Aktivitas Yo selama ini bukannya tanpa hambatan. Aktivitasnya membantu anak-anak miskin pernah dicurigai dan diteror. Memang hampir semua anak miskin itu beragama Islam sementara Yo sekeluarga adalah pemeluk Katolik yang taat. Isyu kristenisasipun sempat dihembuskan. Beberapa kali keluarga Yo menerima terror lewat telpon. Anak-anak asuh Yo juga tak luput dari interogasi. Yo sekeluarga tidak gentar sedikitpun karena memang mereka tulus ingin menolong anak-anak miskin. Lurah setempat yang mengetahui sepak-terjang Yo sejak awal, datang membela dan memberikan dukungan sepenuhnya pada Yo.

Dokter Lukas Yohandoyo telah beberapa tahun melewati masa pensiun sebagai PNS golongan IVB. Namun ia tak juga mau berhenti bekerja.
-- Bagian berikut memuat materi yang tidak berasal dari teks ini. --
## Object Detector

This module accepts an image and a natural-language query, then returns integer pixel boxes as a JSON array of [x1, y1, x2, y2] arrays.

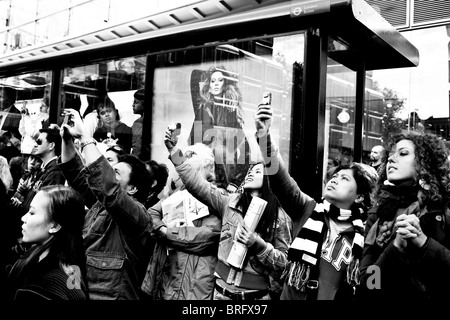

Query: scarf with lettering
[[281, 200, 364, 292]]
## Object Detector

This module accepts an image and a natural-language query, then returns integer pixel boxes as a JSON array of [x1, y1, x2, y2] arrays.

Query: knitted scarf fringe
[[281, 262, 311, 291], [347, 257, 361, 287]]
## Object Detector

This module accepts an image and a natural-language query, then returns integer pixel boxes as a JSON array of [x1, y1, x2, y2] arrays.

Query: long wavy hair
[[376, 132, 450, 211], [237, 163, 280, 242], [0, 156, 14, 192], [200, 66, 244, 126], [40, 185, 87, 288]]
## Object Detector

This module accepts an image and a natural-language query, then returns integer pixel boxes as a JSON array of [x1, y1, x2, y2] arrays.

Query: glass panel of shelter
[[58, 56, 146, 156], [323, 39, 356, 191], [151, 34, 304, 193], [0, 71, 52, 160]]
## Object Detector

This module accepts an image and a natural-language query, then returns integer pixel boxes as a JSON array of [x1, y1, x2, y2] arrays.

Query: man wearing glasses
[[23, 129, 66, 213]]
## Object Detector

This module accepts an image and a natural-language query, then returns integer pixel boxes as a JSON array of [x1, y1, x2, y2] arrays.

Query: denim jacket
[[58, 155, 152, 300], [176, 162, 292, 289]]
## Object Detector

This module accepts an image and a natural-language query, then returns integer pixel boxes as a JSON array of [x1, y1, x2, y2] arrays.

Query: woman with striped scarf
[[255, 104, 377, 300]]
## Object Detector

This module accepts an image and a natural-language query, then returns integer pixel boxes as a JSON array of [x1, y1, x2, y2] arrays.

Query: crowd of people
[[0, 80, 450, 301]]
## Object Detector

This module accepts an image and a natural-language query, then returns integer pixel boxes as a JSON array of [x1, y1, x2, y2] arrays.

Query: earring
[[419, 179, 431, 190]]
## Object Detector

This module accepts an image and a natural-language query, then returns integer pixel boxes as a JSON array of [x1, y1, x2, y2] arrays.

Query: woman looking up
[[360, 134, 450, 299], [7, 185, 88, 300]]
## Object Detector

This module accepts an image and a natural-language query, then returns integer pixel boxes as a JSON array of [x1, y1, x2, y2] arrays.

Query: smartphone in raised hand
[[261, 92, 272, 104], [172, 122, 181, 145]]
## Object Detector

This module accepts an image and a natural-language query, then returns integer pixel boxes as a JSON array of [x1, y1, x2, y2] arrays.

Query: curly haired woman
[[189, 66, 250, 190], [360, 133, 450, 299]]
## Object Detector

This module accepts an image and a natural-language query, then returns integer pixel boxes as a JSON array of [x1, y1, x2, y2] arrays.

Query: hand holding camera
[[255, 92, 273, 136]]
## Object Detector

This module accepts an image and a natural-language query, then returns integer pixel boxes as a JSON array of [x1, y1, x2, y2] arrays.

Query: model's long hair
[[376, 132, 450, 221], [200, 66, 244, 126], [237, 163, 280, 242]]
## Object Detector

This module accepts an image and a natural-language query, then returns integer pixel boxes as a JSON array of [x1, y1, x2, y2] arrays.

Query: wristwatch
[[80, 137, 97, 152]]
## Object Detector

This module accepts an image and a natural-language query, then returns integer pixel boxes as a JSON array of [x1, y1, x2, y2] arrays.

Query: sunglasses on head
[[184, 150, 197, 158], [106, 144, 125, 154]]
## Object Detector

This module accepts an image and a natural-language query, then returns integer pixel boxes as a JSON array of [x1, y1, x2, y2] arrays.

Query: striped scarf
[[281, 200, 364, 292]]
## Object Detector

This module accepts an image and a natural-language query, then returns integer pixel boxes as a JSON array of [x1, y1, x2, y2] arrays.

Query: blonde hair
[[0, 156, 13, 192]]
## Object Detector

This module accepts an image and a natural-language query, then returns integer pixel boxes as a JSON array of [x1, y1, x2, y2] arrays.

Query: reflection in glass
[[323, 54, 356, 190], [0, 72, 51, 155]]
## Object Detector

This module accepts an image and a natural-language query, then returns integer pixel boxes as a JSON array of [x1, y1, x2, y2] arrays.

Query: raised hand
[[255, 98, 273, 135], [61, 109, 88, 139], [375, 221, 394, 247], [164, 123, 180, 152]]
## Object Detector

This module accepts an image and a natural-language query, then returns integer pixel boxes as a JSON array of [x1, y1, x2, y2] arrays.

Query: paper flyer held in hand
[[161, 189, 209, 228], [227, 197, 267, 269]]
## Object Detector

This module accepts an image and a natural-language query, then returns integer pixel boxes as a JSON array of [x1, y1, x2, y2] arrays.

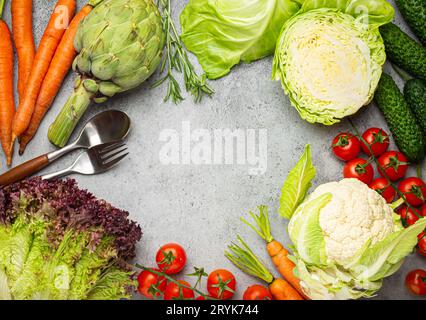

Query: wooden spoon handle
[[0, 155, 49, 186]]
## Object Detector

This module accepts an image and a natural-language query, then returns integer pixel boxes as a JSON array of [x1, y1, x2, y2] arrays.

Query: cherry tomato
[[343, 158, 374, 184], [396, 205, 419, 228], [398, 177, 426, 207], [243, 284, 272, 300], [361, 128, 390, 157], [416, 232, 426, 257], [331, 132, 361, 161], [369, 178, 396, 203], [378, 151, 408, 181], [419, 203, 426, 217], [138, 269, 167, 298], [155, 243, 186, 274], [164, 280, 195, 300], [207, 269, 237, 300], [405, 269, 426, 296]]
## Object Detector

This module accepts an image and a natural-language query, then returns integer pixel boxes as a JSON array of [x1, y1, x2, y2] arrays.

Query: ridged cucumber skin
[[380, 23, 426, 80], [404, 79, 426, 140], [395, 0, 426, 46], [374, 73, 425, 163]]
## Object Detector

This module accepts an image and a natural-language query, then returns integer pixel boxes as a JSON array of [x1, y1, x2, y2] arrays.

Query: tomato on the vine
[[343, 158, 374, 184], [369, 178, 396, 203], [243, 284, 272, 300], [398, 177, 426, 207], [331, 132, 361, 161], [419, 203, 426, 217], [164, 280, 195, 300], [155, 243, 186, 274], [207, 269, 237, 300], [396, 205, 419, 228], [405, 269, 426, 296], [138, 269, 167, 298], [378, 151, 408, 181], [416, 232, 426, 257], [361, 128, 390, 157]]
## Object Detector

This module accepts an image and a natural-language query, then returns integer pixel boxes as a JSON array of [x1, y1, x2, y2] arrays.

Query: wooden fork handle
[[0, 155, 49, 186]]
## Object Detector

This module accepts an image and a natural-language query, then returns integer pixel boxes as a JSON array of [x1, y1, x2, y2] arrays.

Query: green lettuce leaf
[[352, 218, 426, 281], [180, 0, 303, 79], [279, 145, 316, 219], [288, 193, 333, 266], [88, 267, 136, 300]]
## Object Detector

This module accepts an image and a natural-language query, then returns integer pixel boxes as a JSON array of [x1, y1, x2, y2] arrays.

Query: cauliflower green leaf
[[280, 145, 316, 219]]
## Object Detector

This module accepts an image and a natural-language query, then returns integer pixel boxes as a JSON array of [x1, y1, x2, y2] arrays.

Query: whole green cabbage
[[273, 0, 394, 125], [180, 0, 301, 79]]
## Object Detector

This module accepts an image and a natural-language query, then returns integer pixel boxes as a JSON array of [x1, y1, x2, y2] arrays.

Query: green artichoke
[[48, 0, 165, 147]]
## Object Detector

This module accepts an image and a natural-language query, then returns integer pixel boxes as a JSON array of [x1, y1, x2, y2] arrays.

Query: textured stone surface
[[2, 0, 425, 299]]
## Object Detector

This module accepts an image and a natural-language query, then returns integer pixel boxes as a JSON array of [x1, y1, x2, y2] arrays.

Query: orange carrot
[[225, 237, 304, 300], [19, 5, 92, 154], [241, 206, 308, 299], [11, 0, 76, 147], [269, 279, 304, 300], [11, 0, 35, 99], [0, 0, 15, 165]]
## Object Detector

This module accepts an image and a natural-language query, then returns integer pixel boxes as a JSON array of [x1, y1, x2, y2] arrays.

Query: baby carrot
[[0, 0, 15, 165], [241, 206, 306, 297], [11, 0, 35, 99], [19, 5, 92, 154], [11, 0, 76, 147], [225, 237, 304, 300]]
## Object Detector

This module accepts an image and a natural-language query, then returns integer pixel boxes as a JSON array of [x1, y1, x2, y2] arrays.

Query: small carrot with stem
[[11, 0, 35, 99], [19, 5, 93, 154], [0, 0, 15, 165], [11, 0, 76, 148], [241, 206, 307, 298], [225, 236, 304, 300]]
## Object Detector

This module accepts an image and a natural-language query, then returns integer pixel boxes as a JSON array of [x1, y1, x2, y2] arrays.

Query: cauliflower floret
[[309, 179, 394, 264]]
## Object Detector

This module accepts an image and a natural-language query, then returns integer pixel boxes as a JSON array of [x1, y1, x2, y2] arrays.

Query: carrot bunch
[[0, 0, 15, 163], [0, 0, 92, 165], [225, 237, 304, 300], [241, 206, 308, 299]]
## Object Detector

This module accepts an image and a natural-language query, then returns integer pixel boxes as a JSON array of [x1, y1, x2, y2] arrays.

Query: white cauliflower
[[310, 179, 394, 264]]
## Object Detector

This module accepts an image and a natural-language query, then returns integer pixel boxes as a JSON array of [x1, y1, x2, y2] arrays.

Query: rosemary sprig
[[153, 0, 214, 104]]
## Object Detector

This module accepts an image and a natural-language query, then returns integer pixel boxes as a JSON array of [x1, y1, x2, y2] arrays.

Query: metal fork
[[41, 141, 129, 180]]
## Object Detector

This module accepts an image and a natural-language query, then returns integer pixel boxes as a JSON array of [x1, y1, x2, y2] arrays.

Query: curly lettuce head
[[273, 8, 386, 125]]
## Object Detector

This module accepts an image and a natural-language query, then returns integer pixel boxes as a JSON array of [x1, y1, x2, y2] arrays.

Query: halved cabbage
[[273, 8, 386, 125]]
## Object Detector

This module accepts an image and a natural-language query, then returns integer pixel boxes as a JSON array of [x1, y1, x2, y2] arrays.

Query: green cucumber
[[404, 79, 426, 139], [380, 23, 426, 80], [374, 73, 425, 163], [395, 0, 426, 46]]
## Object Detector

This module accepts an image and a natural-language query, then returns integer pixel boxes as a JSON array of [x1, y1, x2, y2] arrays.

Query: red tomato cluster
[[405, 269, 426, 296], [138, 243, 237, 300], [332, 128, 426, 256]]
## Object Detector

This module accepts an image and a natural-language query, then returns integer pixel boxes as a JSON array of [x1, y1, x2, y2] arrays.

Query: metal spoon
[[0, 110, 131, 186]]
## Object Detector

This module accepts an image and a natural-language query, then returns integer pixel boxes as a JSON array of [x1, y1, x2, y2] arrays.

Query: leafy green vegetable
[[289, 193, 332, 266], [0, 178, 141, 300], [280, 145, 316, 219], [272, 0, 394, 125], [180, 0, 301, 79]]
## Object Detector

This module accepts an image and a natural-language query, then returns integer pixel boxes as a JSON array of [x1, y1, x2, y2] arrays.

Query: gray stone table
[[2, 0, 426, 299]]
Baginya, tak ada istilah pensiun dalam membantu orang lain, khususnya mereka yang miskin dan terlantar.

Heri Kartono, OSC (dimuat di majalah HIDUP edisi.....).

NB:

Dr.Yo meninggal dunia pada 31 Maret 2011 pukul 19.30.



1 komentar:

JP Isnaryono DS mengatakan...

Mo, ini tulisan Romo Heri yang terpanjang, karena memang menulis orang yang panjang tangannya dalam membantu orang lain, trutama orang yang terpinggirkan...

Walopun panjang, saya tetap melototin kata huruf per huruf, kata per kata lho Mo...karena memang tetap menarik untuk dibaca..he..he...

Selamat berkarya, Berkah Dalem!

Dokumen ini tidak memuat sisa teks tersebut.